Sacred Heart in Walker - Blessed Advent

This Advent, I plan to spend time each day praying for one parish (and her priest) from the state of Iowa. I no longer live in Iowa, but it is my childhood home. Since I cannot go to Iowa for Advent and Christmas, I will pray for special Iowa places from my Missouri home.

My second Iowa home was at Hoover, Iowa. Don't try to look it up on a map. You aren't likely to find it. And if you were to drive there, you would realize immediately that there is almost nothing to see, save a parsonage (where the pastor and family live), a small white country church and an adjacent cemetery. On the other side of the gravel road, there is a farm. The Hoover family lives there - they have for generations - and that is how the little church got its name. Hoover Wesleyan.

I learned to love God in this place - with all the devotion and full trust of early childhood. God was everything, when I was a child of four years.

Even though I had not received the grace of baptism, the Lord was calling me to come closer to His Sacred Heart.

It is fitting, then, that the nearest Catholic parish was named Sacred Heart. It was a few minutes away, in Walker, Iowa. When I was old enough to go to school. The bus would stop at the Hoover Church and pick my sister and me up. We would drive those back roads of Iowa, through the village of Troy Mills, and stop at the elementary school in Walker.

I never saw Sacred Heart parish. I only know it exists because I found it on the Internet.

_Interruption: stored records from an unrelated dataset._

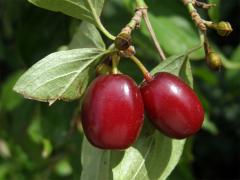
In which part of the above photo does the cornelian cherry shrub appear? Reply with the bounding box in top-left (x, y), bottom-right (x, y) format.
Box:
top-left (13, 0), bottom-right (234, 179)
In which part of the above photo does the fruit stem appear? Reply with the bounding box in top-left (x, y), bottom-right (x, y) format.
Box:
top-left (203, 31), bottom-right (212, 55)
top-left (96, 19), bottom-right (116, 40)
top-left (112, 54), bottom-right (120, 74)
top-left (185, 30), bottom-right (204, 56)
top-left (135, 0), bottom-right (166, 61)
top-left (129, 55), bottom-right (153, 81)
top-left (142, 9), bottom-right (166, 61)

But the parish is there. And so, I know, the Eucharist is there - giving light and life to the communities where I lived and played and learned so long ago.

On this, the second day of the first week of Advent, I pray for Fr. David Ambrosy and the Sacred Heart Catholic Church in Walker, Iowa.

May those who are not Catholic - yet live near this parish - see the light of the Sacred Heart laity lived out in the community. And may the Holy Spirit bring about many conversions through their faithful witness, with that same divine breath that came upon a young Jewish girl in Nazareth.

Blessed second day of the first week.